### Abstract:

The Taylor–Goldstein (T–G) equation is extended to include the effects of small-scale
turbulence represented by non-uniform vertical and horizontal eddy viscosity and
diffusion coefficients. The vertical coefficients of viscosity and diffusion, A[subscript V] and K[subscript V],
respectively, are assumed to be equal and are expressed in terms of the buoyancy
frequency of the flow, N, and the dissipation rate of turbulent kinetic energy per unit
mass, ε, quantities that can be measured in the sea. The horizontal eddy coefficients,
A[subscript H] and K[subscript H], are taken to be proportional to the dimensionally correct form, ε[superscript 1/3]∫[superscript 4/3],
found appropriate in the description of horizontal dispersion of a field of passive
markers of scale ∫. The extended T–G equation is applied to examine the stability
and greatest growth rates in a turbulent shear flow in stratified waters near a sill,
that at the entrance to the Clyde Sea in the west of Scotland. Here the main effect
of turbulence is a tendency towards stabilizing the flow; the greatest growth rates of
small unstable disturbances decrease, and in some cases flows that are unstable in the
absence of turbulence are stabilized when its effects are included. It is conjectured that
stabilization of a flow by turbulence may lead to a repeating cycle in which a flow
with low levels of turbulence becomes unstable, increasing the turbulent dissipation
rate and so stabilizing the flow. The collapse of turbulence then leads to a condition
in which the flow may again become unstable, the cycle repeating. Two parameters are
used to describe the ‘marginality’ of the observed flows. One is based on the proximity
of the minimum flow Richardson number to the critical Richardson number, the other
on the change in dissipation rate required to stabilize or destabilize an observed flow.

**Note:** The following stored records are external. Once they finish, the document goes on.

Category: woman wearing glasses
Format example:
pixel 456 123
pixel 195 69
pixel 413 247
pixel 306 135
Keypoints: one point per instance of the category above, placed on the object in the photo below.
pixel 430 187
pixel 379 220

The latter is related to the change needed in the flow Reynolds number to achieve zero
growth rate. The unstable flows, typical of the Clyde Sea site, are relatively further
from neutral stability in Reynolds number than in Richardson number. The effects of
turbulence on the hydraulic state of the flow are assessed by examining the speed and
propagation direction of long waves in the Clyde Sea. Results are compared to those
obtained using the T–G equation without turbulent viscosity or diffusivity. Turbulence
may change the state of a flow from subcritical to supercritical.